Hajni Nagyné, a nurse of the St. Elizabeth Hospital in Tata, had a fever while working on May 18. A week later, she was fighting for her life on a ventilator. After a series of blood transfusions, dialyses and 68 days of medically induced coma, she lost 26 kilograms of weight. She was treated in a hospital for four months. Now, with her legs still paralyzed, she is struggling to regain the strength of her muscles with daily physiotherapy. “I can’t even hear about Covid… I still cannot read my own medical records. I don’t want to think about what I’ve been through,” she said about her trauma in the recent months.
Hajni is just one of more than a dozen employees at Tata Hospital who have fallen ill of coronavirus. Her case is the most serious, but several of her other colleagues were in a serious condition during the first wave of the pandemic in April and May. Direkt36 has managed to uncover the events in Tata using internal hospital documents and the help of sources from within the institution.

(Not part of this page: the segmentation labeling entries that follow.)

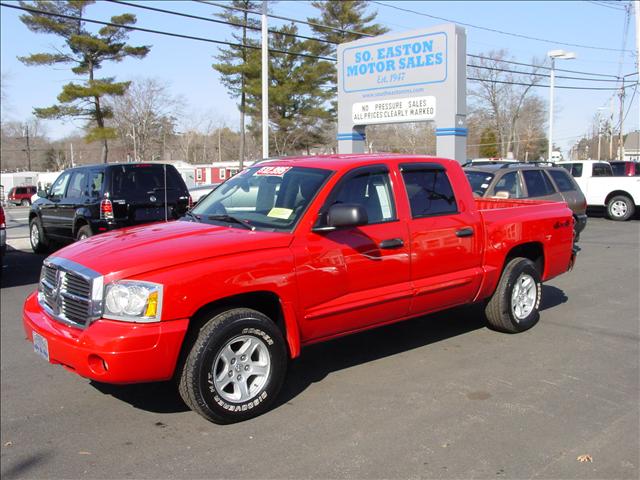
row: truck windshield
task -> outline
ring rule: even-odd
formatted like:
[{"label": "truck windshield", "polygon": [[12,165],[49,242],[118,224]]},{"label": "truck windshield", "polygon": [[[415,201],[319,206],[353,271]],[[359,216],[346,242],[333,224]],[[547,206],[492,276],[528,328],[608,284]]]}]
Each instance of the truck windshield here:
[{"label": "truck windshield", "polygon": [[214,190],[189,217],[231,227],[291,230],[330,173],[306,167],[252,167]]},{"label": "truck windshield", "polygon": [[471,170],[465,170],[464,173],[467,175],[467,179],[471,184],[473,194],[482,197],[487,191],[487,188],[489,188],[491,180],[493,180],[493,173],[474,172]]}]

At the end of April, the hospital of the nearby town of Tatabánya was shut down due to a serious internal epidemic. During April and May, patients were regularly transported from Tatabánya, the city, that was struggling with the spread of the infection, to Tata, an affiliate of the Tatabánya hospital. Soon, a number of cases emerged in Tata as well.
According to management’s plan, the goal of the transports was to ease the burden on the struggling hospital in Tatabánya. The patients arriving to Tata were supposed to be “clean”, not having contracted the virus. Because of this, the staff in Tata cared for the patients wearing no effective protective equipment. But the patients weren’t tested properly before their transports. Due to the lack of PCR tests at the time, only blood tests were used. These, however, are unable to show an ongoing infection. The results of these tests were negative, yet during April and May, a number of staff members became infected in Tata, including nurses, cleaners, a janitor, a doctor and one of the hospital’s chief nurses. Many of them started to show symptoms after getting in touch with patients from Tatabánya.
After more than twenty patients had tested positive, the hospital of Tata was shut down. Hajni and one of her colleagues spent weeks in intensive care. Some of the infected staff members quit their jobs since, others can’t wait for their retirement.
There was no public discourse about what happened in Tata. Hospital management merely stated that the high number of infections were the result of their careful and thorough testing procedures. However, internal documents and the background information provided by hospital staff show that shortages in protective equipment and tests contributed to the epidemic. In addition, the hospital struggled with severe shortage of staff, with many workers working 12-hour shifts without rest and change.
Direkt36 asked both the hospital management and the Hungarian National Public Health Center (NNK) whether it was subsequently investigated if there was a direct link between the epidemic that developed in Tatabánya, and later in Tata. NNK ignored our questions while János Lőke, the director general of Tata hospital, refused to answer claiming he was in quarantine.
The events in Tata show what can happen when a health care institution loses control of an epidemic within its own walls.
On 27 May, a nurse at Tata Hospital posted a desperate message on her Facebook page. “Please move together now […], clasp your hands for prayer for my two colleagues. Their condition is critical.” The next day, the son of Hajni (one of the aforementioned patients) posted on Facebook, “I ask everyone to help. My mother needs blood right away!”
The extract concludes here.